The conditions under which successive layers of vegetable matter (later turned into coal) become embedded in the earth’s crust have been outlined in the chapter on the “Evolution of Plants.” The most perfect conditions for prolific plant growth, and accumulation as great beds in the earth’s crust, were during the Pennsylvanian period of the late Paleozoic era in many parts of the world, but especially in the United States, China, Great Britain, and Germany. Most of the world’s great supply of coal comes from rocks of Pennsylvanian Age, while next in importance are Cretaceous rocks, and some comes from strata of other ages later than the Pennsylvanian, even as late as the Tertiary.

The United States not only has the greatest known coal fields, but it also produces far more coal than any other country. In 1918 the production was 678,000,000 tons, the greatest in our history, or enough, if loaded into cars of forty tons capacity, to fill a train which would reach around the earth at the equator about six times! Equally amazing is the fact that this coal was nearly all consumed by this one nation! In 1919 the production fell to 544,000,000 tons. Is there real danger that our supply of coal will soon run out? Hardly so when we consider, first, the fact that probably not more than 1 per cent of the readily available coal has thus far been removed, and, second, the high probability that rate of increase in coal production for the last twenty years will not continue. In fact, during the last two or three years the production has fallen off considerably. But even so, coal, which is our greatest natural resource, and which can never be replaced, should be scientifically conserved. In the case of the very restricted anthracite coal fields what might be called a crisis has already been reached, because a very considerable part of the available supply has been taken out.
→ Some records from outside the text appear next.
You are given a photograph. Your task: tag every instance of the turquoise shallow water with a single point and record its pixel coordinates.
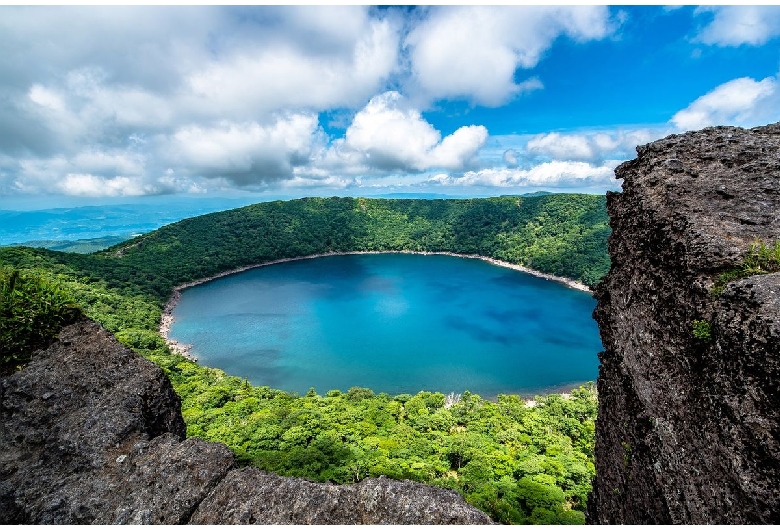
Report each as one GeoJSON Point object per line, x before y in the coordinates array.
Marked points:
{"type": "Point", "coordinates": [396, 323]}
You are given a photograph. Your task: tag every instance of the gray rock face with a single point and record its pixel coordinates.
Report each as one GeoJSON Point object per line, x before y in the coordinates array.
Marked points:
{"type": "Point", "coordinates": [92, 433]}
{"type": "Point", "coordinates": [688, 430]}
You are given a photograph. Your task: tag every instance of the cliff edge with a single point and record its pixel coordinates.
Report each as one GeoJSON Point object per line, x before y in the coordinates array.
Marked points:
{"type": "Point", "coordinates": [90, 432]}
{"type": "Point", "coordinates": [688, 425]}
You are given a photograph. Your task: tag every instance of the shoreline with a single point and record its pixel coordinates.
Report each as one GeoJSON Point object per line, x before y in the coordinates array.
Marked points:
{"type": "Point", "coordinates": [166, 319]}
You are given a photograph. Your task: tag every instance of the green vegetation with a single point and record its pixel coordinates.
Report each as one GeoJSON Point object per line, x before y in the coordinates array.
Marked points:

Something like 350,000 square miles of the United States are underlain with one or more beds of workable coal (not including lignite)—in some areas five to twenty or more beds one above the other. There are also about 150,000 square miles of country underlain with the more or less imperfect coal called lignite. It has been estimated that there are more than a trillion tons of easily accessible coal, and another trillion tons accessible with some difficulty in the principal coal fields of the United States.

The greatest production of coal by far is from the Appalachian Mountain and Allegheny Plateau districts, from the western half of Pennsylvania to Alabama, where all the coal is bituminous of Pennsylvanian Age. Here as well as elsewhere the coal beds are interstratified with various kinds of sedimentary rocks, most commonly with shales and sandstones. In the Appalachian field the strata including coal beds are more or less folded toward the east, while they are nearly horizontal toward the west. The famous Pittsburgh coal bed is probably the most extensive important single coal bed known. It covers an area of over 12,000 square miles and is workable, with a thickness of five to fifteen feet, over an area of 6,000 square miles of parts of western Pennsylvania, Ohio, and West Virginia.
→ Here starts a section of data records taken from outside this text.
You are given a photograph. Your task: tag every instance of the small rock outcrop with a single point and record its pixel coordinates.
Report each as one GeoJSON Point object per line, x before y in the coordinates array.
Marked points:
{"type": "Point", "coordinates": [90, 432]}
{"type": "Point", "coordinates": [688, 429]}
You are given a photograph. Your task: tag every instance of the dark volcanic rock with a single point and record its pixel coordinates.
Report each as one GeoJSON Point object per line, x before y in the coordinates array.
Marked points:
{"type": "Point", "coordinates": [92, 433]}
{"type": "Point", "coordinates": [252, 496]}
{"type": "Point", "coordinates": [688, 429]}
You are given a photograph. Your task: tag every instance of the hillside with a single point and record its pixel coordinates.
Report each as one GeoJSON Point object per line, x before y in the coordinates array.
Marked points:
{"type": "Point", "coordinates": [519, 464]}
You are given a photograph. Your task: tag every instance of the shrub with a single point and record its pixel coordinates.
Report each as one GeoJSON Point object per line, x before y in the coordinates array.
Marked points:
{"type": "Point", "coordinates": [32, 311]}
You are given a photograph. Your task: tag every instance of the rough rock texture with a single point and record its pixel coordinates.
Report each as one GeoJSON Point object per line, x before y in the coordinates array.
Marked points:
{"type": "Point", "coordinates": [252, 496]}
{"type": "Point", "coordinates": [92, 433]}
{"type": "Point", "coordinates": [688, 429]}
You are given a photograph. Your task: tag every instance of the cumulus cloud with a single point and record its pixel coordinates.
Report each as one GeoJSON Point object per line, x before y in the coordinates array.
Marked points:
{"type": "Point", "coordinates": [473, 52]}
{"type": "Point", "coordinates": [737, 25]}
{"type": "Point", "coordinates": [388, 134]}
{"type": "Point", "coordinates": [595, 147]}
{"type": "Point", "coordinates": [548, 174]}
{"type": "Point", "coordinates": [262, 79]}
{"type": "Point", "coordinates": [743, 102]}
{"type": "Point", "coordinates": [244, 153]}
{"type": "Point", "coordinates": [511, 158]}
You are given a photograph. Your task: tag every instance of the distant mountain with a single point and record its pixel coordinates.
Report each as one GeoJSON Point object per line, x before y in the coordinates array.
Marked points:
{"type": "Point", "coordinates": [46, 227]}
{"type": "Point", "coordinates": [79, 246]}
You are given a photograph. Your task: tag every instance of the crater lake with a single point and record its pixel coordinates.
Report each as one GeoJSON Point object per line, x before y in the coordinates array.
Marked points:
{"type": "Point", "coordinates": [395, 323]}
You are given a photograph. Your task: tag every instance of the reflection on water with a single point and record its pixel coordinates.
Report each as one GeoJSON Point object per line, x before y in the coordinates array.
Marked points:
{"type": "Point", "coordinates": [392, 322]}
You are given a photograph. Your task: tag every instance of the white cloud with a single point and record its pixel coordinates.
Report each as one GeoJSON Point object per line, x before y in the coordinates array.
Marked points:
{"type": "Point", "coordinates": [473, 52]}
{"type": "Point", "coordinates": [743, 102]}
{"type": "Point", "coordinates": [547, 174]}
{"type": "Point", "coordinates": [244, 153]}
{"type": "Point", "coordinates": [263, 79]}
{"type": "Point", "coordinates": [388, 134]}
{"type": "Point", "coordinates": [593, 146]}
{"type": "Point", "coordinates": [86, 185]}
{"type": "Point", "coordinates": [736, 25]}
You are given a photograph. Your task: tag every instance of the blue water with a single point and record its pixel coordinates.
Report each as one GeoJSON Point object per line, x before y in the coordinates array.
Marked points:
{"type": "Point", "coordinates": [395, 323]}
Fig. 76.—Map of the United States, showing the principal coal fields. Cross-lined areas represent lignitic coals. (After U. S. Geological Survey.)
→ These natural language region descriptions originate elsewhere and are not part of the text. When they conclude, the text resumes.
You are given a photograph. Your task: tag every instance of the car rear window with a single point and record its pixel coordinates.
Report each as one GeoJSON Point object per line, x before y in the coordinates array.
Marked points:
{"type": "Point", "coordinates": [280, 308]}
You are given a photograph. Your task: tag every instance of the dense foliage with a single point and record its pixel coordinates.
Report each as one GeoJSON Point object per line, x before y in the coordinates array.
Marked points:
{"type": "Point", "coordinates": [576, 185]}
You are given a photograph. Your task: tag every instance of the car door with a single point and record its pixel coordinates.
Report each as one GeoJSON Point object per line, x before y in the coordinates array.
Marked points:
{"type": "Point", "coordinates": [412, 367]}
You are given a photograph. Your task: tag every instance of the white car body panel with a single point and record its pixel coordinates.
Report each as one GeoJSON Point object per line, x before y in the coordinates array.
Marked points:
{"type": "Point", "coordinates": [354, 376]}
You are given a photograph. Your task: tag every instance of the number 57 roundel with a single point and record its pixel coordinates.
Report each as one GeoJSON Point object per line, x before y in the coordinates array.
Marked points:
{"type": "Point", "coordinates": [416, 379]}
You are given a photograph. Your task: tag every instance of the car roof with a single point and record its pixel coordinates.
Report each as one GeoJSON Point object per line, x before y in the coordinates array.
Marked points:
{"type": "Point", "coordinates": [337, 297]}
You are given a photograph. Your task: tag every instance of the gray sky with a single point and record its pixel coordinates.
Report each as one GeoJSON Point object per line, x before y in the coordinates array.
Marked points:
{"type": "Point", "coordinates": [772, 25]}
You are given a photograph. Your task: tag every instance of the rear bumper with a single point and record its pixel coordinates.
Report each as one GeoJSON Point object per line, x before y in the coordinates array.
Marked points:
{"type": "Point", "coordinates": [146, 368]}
The greatest production of anthracite coal by far is from central-eastern Pennsylvania, where strata of Pennsylvania Age, including a number of anthracite beds, are mostly highly folded. Most remarkable of all in this district is the so-called “mammoth bed” of anthracite, nearly everywhere present, with a thickness up to as much as fifty or sixty feet. Less than 500 square miles are there underlain by workable anthracite coal.